After cataloging many user stories, we prioritised and identified the most important ones for each group to expand into more detailed user journeys, from first contact to long term engagement. We identified that given the amount of fundraising activity, encouraging live-streaming, for instance, would be of enormous benefit. They also demonstrated to the client the central importance of a newsletter and a robust content strategy in maintaining long term relationships and encouraging repeat donations. 

INFORMATION ARCHITECTURE AND ETHICS

Much discussion was had on the best way to present the breadth of the ailments that would be studied, which raised some ethical issues. Some conditions are very rare and do not have dedicated charities, so at one stage we considered having landing pages for each, aiding SEO. However, because of the nature of how projects are funded, not all conditions were necessarily studied at all times. To complicate matters further, a rarer condition could potentially benefit indirectly from research into another condition! After some deliberation and a number of iterations, we settled on listing out primary conditions, and presenting categories of other types that were being actively funded. 
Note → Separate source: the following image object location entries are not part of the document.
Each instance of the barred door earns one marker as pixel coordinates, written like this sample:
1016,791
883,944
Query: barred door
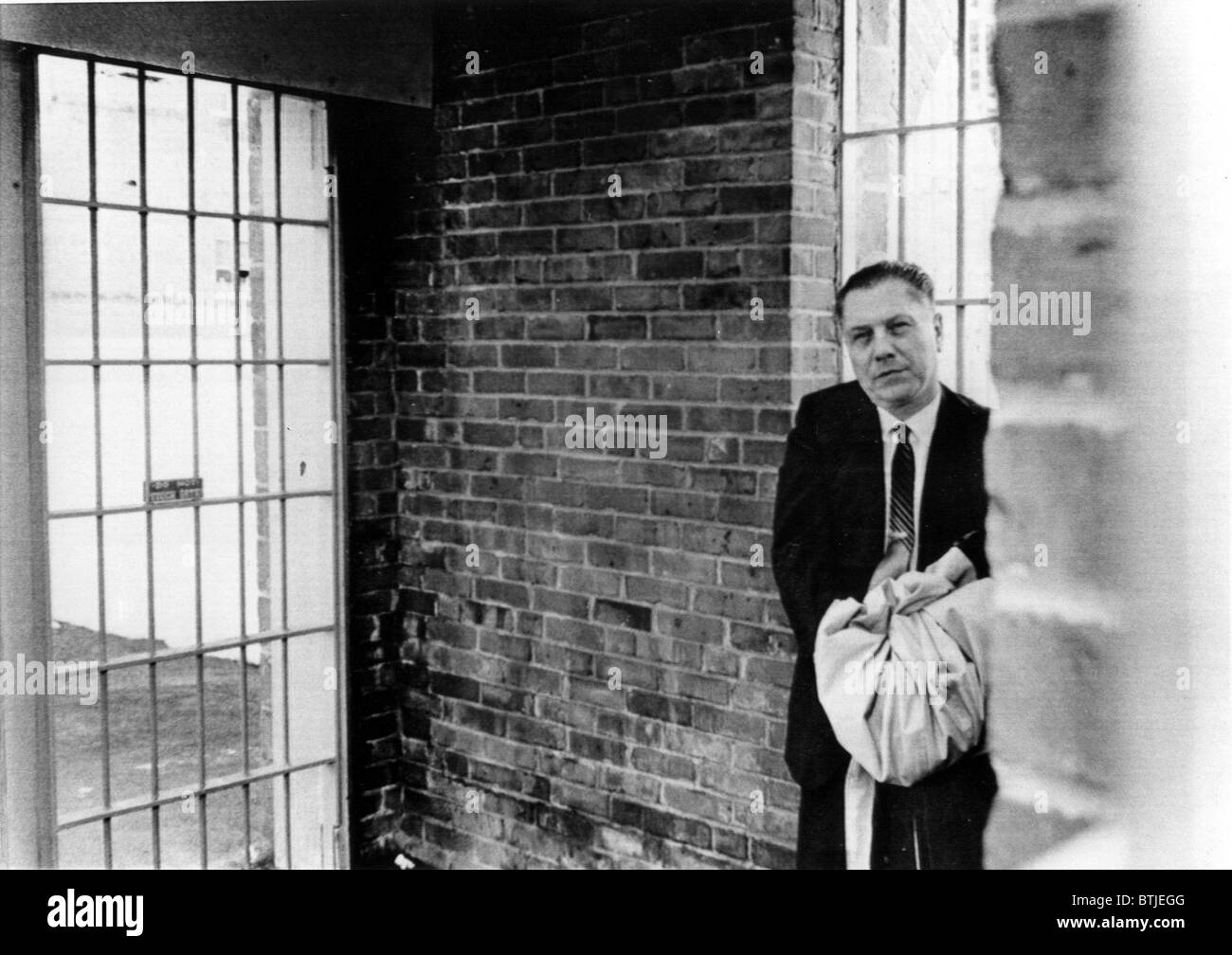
190,388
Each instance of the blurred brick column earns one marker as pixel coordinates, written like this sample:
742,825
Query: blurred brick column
1092,477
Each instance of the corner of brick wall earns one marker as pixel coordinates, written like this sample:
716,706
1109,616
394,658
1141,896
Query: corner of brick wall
1055,451
520,748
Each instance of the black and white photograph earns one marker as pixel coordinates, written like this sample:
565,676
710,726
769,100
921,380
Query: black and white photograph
616,434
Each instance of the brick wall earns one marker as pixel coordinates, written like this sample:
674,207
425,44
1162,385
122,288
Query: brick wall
1110,662
382,156
604,681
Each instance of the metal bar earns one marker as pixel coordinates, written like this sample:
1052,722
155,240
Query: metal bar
960,207
97,387
155,829
239,472
38,843
213,787
180,505
172,70
897,130
201,213
902,126
196,470
184,363
139,659
340,529
282,461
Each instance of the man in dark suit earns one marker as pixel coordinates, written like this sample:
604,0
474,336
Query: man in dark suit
885,468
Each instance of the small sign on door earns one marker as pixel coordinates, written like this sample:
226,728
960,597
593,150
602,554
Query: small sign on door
175,490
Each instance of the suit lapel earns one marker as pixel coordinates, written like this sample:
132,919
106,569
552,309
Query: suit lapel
861,487
935,515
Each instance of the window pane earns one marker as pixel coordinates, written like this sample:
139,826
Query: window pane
63,127
167,139
171,423
263,456
312,683
216,289
309,427
116,134
263,566
220,573
313,816
932,206
948,361
175,594
122,414
79,847
982,187
981,95
873,73
225,835
169,298
259,290
260,849
932,62
126,586
119,285
306,303
73,550
68,324
870,201
131,837
214,187
130,730
303,159
257,153
309,562
69,433
218,454
179,833
977,381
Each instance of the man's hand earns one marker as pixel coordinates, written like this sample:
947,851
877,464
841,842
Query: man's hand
897,561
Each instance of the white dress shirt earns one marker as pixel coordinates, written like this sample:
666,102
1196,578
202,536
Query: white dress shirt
922,424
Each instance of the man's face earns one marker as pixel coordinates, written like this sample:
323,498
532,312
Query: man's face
892,336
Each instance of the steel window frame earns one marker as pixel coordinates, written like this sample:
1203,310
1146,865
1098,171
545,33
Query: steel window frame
36,810
848,107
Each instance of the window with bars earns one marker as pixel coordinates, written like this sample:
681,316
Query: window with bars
919,160
188,302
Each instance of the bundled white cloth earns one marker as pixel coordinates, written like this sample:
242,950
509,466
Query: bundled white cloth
899,676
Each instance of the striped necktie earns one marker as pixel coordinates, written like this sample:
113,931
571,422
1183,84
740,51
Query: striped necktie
902,490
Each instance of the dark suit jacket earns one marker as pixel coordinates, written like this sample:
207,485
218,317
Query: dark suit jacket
828,537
The psychology of donations

In structuring the donations journey, I studied the current thinking on the psychology of giving and reviewed a great number of competitor sites. I identified a number of methods to encourage users to give higher amounts, and also applying the "peak-end rule" to reward them with videos and messages of thanks at the end of a donation process, and leave them with a positive feeling that their donation is having a tangible impact on people's quality of life. 


Outcome

The rebranding and relaunch of the site was a huge success, resulting in an upsurge of donations and a new approach to content strategy. Caroline Blakely of Brain Research Trust CEO said:

“We briefed The Team to review our brand and to create something that would support and drive our ambitious strategy for growth. Our new look and feel is warm and engaging and brings a human element to our medical research. It gives us the tools we need to progress as a national charity, funding the best neurological research in the UK.”